Nov 252017
 

Seems I’ve vindicated my decision to chase ECC memory modules for my servers, inspite of ECC DDR3 SODIMMs being harder to find. (Pro tip, a 8GB ECC module will have an organisation of 1Gbit×72.)

Specifically mentioned, is that ECC memory is more resistant to these problems.  (Thanks to Sebastian Pipping for forwarding this.)

Nov 052017
 

So… with the new controller we’re able to see how much current we’re getting from the solar.  I note they omit the solar voltage, and I suspect the current is how much is coming out of the MPPT stage, but still, it’s more information than we had before.
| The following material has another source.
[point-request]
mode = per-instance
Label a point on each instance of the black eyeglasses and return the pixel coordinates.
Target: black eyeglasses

With this, we noticed that on a good day, we were getting… 7A.

That’s about what we’d expect for one panel.  What’s going on?  Must be a wiring fault!

I’ll admit when I made the mounting for the solar controller, I didn’t account for the bend radius in the 6gauge wire I was using, and found it was difficult to feed it into the controller properly.  No worries, this morning at 4AM I powered everything off, took the solar controller off, drilled 6 new holes a bit lower down, fed the wires through and screwed them back in.

Whilst it was all off, I decided I’d individually charge the batteries.  So, right-hand battery came first, I hook the mains charger directly up and let ‘er rip.  Less than 30 minutes later, it was done.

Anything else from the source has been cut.